Random Forest Classifiers By Example

Jul 23, 2025 ML RandomForest Classification

Random forests build on the simplicity of decision trees to create a more powerful and robust classification algorithm. They are widely used for classification tasks where accuracy and generalization are important, such as predicting customer churn or detecting fraud.

In this article, we will explore how SciKit Learn's Random Forests can improve classification by combining many decision trees to predict survivors of the Titanic. As part of this journey we will examine additional features of the Titanic dataset and their predictive power, we will look at feature importance, and we will end with a discussion on handling missing data (and whether it is needed for Random Forests).

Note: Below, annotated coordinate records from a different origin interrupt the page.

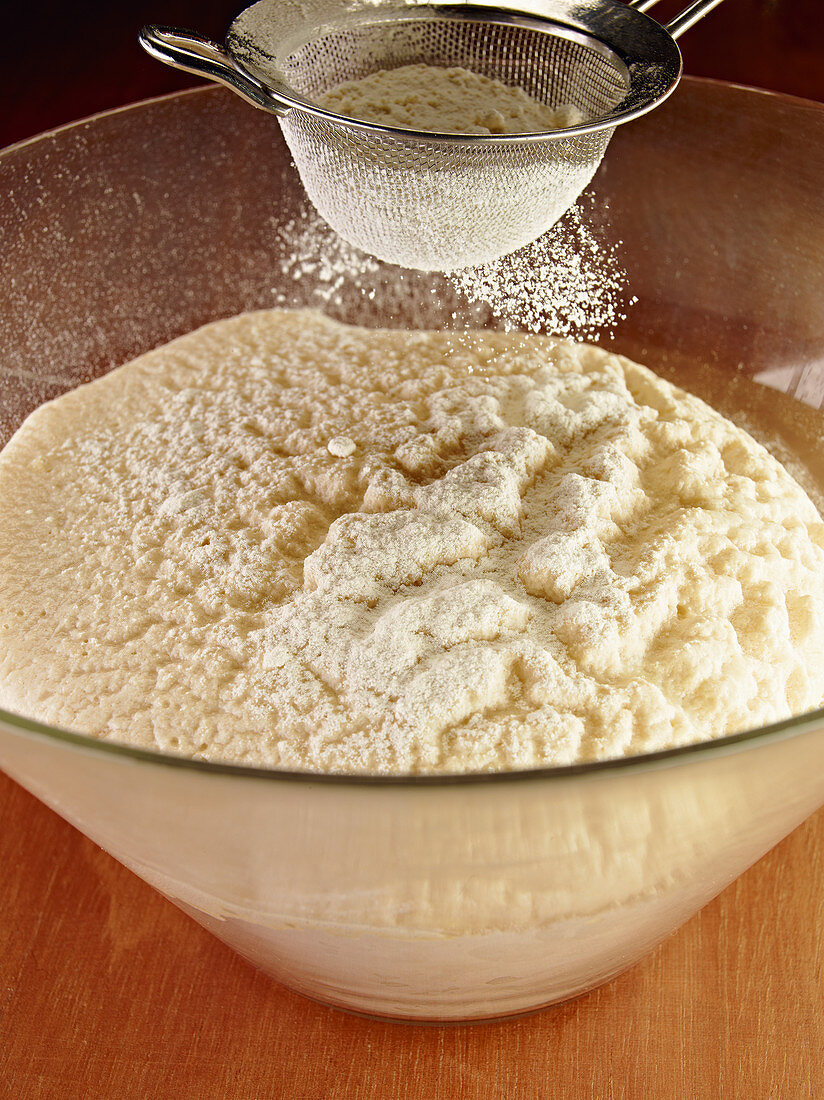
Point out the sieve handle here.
[627,0,721,39]
[139,25,292,114]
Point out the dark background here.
[0,0,824,146]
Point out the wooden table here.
[0,0,824,1100]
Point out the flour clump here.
[318,65,584,135]
[0,310,824,773]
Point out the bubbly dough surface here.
[0,310,824,773]
[318,65,583,134]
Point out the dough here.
[0,310,824,773]
[318,65,583,134]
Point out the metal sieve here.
[140,0,721,271]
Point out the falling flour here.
[276,196,637,340]
[0,310,824,773]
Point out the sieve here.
[140,0,721,271]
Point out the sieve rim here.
[226,0,683,147]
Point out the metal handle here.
[139,26,292,114]
[627,0,721,39]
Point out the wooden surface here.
[0,776,824,1100]
[0,0,824,1100]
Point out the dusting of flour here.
[0,310,824,773]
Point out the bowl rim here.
[0,73,824,160]
[0,76,824,788]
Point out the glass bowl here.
[0,80,824,1021]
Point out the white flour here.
[318,65,584,134]
[275,196,636,340]
[0,311,824,773]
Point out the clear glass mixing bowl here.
[0,80,824,1020]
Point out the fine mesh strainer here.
[141,0,721,271]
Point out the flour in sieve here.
[275,195,637,340]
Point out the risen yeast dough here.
[0,310,824,772]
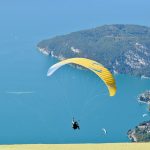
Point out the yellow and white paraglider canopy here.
[47,58,117,96]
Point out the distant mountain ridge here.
[37,24,150,77]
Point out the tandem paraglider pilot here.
[72,118,80,130]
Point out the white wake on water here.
[5,91,35,95]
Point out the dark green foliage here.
[37,25,150,76]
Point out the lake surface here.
[0,34,150,144]
[0,0,150,144]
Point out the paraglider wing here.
[47,58,116,96]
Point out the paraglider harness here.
[72,118,80,130]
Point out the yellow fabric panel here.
[51,58,116,96]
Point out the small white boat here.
[142,114,148,117]
[102,128,107,134]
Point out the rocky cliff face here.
[37,25,150,77]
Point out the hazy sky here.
[0,0,150,35]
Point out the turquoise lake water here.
[0,34,150,144]
[0,0,150,144]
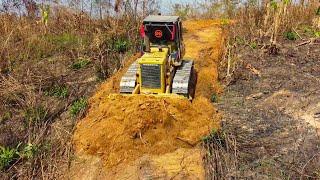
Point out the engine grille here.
[141,64,161,89]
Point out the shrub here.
[249,42,258,49]
[19,143,39,159]
[0,112,12,124]
[72,58,91,70]
[0,146,18,170]
[114,39,130,53]
[45,85,69,98]
[210,93,218,103]
[284,31,298,41]
[24,106,48,124]
[70,98,88,117]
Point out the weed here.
[235,36,246,45]
[45,85,69,99]
[70,98,88,117]
[201,129,218,142]
[24,106,48,124]
[19,143,39,159]
[283,31,298,41]
[114,39,130,53]
[0,112,12,124]
[249,42,258,49]
[72,58,91,70]
[0,145,19,170]
[45,33,81,51]
[210,93,218,103]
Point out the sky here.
[160,0,205,14]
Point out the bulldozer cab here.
[140,16,184,61]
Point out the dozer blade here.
[120,61,139,93]
[172,60,195,98]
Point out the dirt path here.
[68,20,223,179]
[219,42,320,179]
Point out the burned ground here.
[218,40,320,179]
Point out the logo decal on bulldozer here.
[154,30,162,38]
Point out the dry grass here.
[0,4,140,179]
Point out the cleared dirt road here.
[69,20,223,179]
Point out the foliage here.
[249,42,258,49]
[24,106,48,124]
[18,143,39,159]
[44,32,86,51]
[0,146,18,170]
[210,93,218,103]
[72,58,91,70]
[283,31,298,41]
[70,98,88,117]
[114,39,130,53]
[0,112,12,124]
[45,85,69,99]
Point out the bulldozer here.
[120,15,195,100]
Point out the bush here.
[284,31,298,41]
[19,143,39,159]
[210,93,218,103]
[72,58,91,70]
[114,39,130,53]
[70,98,88,117]
[24,106,48,124]
[45,85,69,99]
[0,146,19,170]
[0,112,12,124]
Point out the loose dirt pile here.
[73,21,222,179]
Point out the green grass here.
[19,143,39,159]
[210,93,218,103]
[113,39,130,53]
[249,42,258,49]
[283,31,298,41]
[0,146,19,170]
[71,58,91,70]
[45,85,69,99]
[70,98,88,117]
[0,112,12,124]
[24,106,48,124]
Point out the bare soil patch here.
[71,21,223,179]
[218,40,320,179]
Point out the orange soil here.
[73,20,223,174]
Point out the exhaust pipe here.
[144,35,151,52]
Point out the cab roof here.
[143,15,179,23]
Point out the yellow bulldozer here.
[120,15,196,99]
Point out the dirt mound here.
[74,95,218,168]
[73,21,223,179]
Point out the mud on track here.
[71,20,223,179]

This is the second article in the series "ML by Example". In my previous article, Decision Tree Classifiers By Example, I covered topics like the Titanic dataset, one-hot encoding, and train/test splits in detail. To avoid repetition, I will skip most of those details here. Please refer to that article if you want a deeper explanation.

How Random Forests Work

A random forest is essentially a "forest" of decision trees that work together.

Instead of relying on a single decision tree, it builds many trees during training.
Each tree is trained on a different random subset of the data and features.
When making a prediction, every tree in the forest votes for a class.
The forest chooses the class with the most votes as the final prediction.

This approach helps overcome limitations of individual trees, such as overfitting or being overly sensitive to noise.

By averaging the predictions of many diverse trees, random forests tend to be more accurate and robust, while still retaining the interpretability and structure of decision trees at the individual tree level.

Python Prerequisites

Let's install and import the prerequisites so they are ready to use.

# %pip install --quiet --upgrade pip 
# %pip install numpy --quiet
# %pip install PyArrow --quiet
# %pip install Pandas --quiet
# %pip install scikit-learn --quiet

import numpy as np
import pandas as pd
from sklearn.model_selection import train_test_split
from sklearn.metrics import accuracy_score
from sklearn.ensemble import RandomForestClassifier
from sklearn import tree

titanic_data = pd.read_csv("Data/titanic_train.csv")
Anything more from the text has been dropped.